HSCs were lysed after 16 hours in culture. Liver tissue was also lysed in RIPA buffer (20 mM Tris; 1% Triton X; 2.5 mM Sodiumpyrophosphate; 150 mM NaCl; 1 mM EGTA; 1 mM EDTA) containing 2 mM Na3VO4, 10 mM NaF and a protease inhibitor cocktail (Roche, Basel, CH) for further analysis. Protein concentrations were quantified with a BCA protein assay kit (Pierce, Rockford, IL) according to the manufacturer’s manual. Protein extracts were denatured in loading buffer, separated by SDS-PAGE using 15% gels according to Laemmli34 and transferred to a nitrocellulose membrane (Merck Millipore, Darmstadt, DE). Membranes were incubated with antibodies to TIMP-1 and MMP-9 (R&D Systems, Minneapolis, MN), αSMA (Sigma-Aldrich, St. Louis, MO, USA) and, as a loading control, total actin or αTubulin (Santa Cruz, Dallas, TX, USA) followed by incubation with horseradish peroxidase-conjugated secondary antibodies and enhanced chemoluminescence detection with ChemiDoc (Bio-Rad, Hercules, CA, USA).

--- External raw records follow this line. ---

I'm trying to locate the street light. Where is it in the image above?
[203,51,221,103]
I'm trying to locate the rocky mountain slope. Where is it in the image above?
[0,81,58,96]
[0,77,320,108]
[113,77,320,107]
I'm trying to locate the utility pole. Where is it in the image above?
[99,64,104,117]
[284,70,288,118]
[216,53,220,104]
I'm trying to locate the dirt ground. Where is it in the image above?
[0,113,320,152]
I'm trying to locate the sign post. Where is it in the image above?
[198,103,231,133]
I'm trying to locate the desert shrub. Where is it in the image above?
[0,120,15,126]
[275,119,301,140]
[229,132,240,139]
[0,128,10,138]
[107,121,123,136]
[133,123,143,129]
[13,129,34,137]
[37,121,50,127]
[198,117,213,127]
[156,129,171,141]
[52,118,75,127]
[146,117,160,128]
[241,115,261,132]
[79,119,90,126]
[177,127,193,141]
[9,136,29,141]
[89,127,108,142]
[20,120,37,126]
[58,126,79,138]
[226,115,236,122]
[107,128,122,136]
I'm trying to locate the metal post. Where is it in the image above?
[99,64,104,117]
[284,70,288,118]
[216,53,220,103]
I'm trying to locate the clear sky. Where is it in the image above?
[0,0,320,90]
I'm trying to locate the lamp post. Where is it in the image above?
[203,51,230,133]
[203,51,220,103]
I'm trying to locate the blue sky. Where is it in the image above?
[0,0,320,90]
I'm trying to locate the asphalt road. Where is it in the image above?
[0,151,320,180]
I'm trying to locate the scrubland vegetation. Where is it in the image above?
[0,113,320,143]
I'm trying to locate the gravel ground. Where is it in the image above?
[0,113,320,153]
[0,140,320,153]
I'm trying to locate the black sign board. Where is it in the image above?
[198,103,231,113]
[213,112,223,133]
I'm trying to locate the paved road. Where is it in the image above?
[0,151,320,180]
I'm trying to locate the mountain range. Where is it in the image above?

Measurement of hepatic hydroxyproline content

Hydroxyproline assay was performed as described previously35.

Measurement of Plasma alanine-aminotransferase

Liver damage was assessed by measuring plasma enzyme activity of alanine aminotransferase (ALT) using an automated procedure (COBAS MIRA; Roche, Basel, Switzerland).

Real-time PCR

RNA was isolated from whole liver tissue using the RNeasy Kit (Macherey-Nagel, Düren, DE) and reverse transcribed (cDNA Synthesis Kit, Life Technologies, Carlsbad, CA USA) according to the manufacturer’s recommendations. For tumor experiments, tissue from HCC and non-tumorous liver was separated to allow for comparative expression analyses.

Quantitative real-time PCR (qPCR) was performed with the Viia7 System and primer probe sets from Life Technologies, Carlsbad, CA). Data were normalized to 18 s and quantified using a relative standard curve. Primers used were: 18 s 4319413E, αSMA Mm01546133_m, Col1A1 Mm00801666_g1, TGFβ Mm03024053_m1, MMP-2 Mm00439498_m1, MMP-9 Mm00442991_m1, TIMP-2 Mm00441825_m1, TIMP-3 Mm00441826_m1.

Statistical analysis

All data are expressed as mean ± SEM. Statistical analysis was performed by the two-tailed unpaired Student t test or by one-way ANOVA with Tukeys post hoc test. Differences were considered significant at p values < 0.05.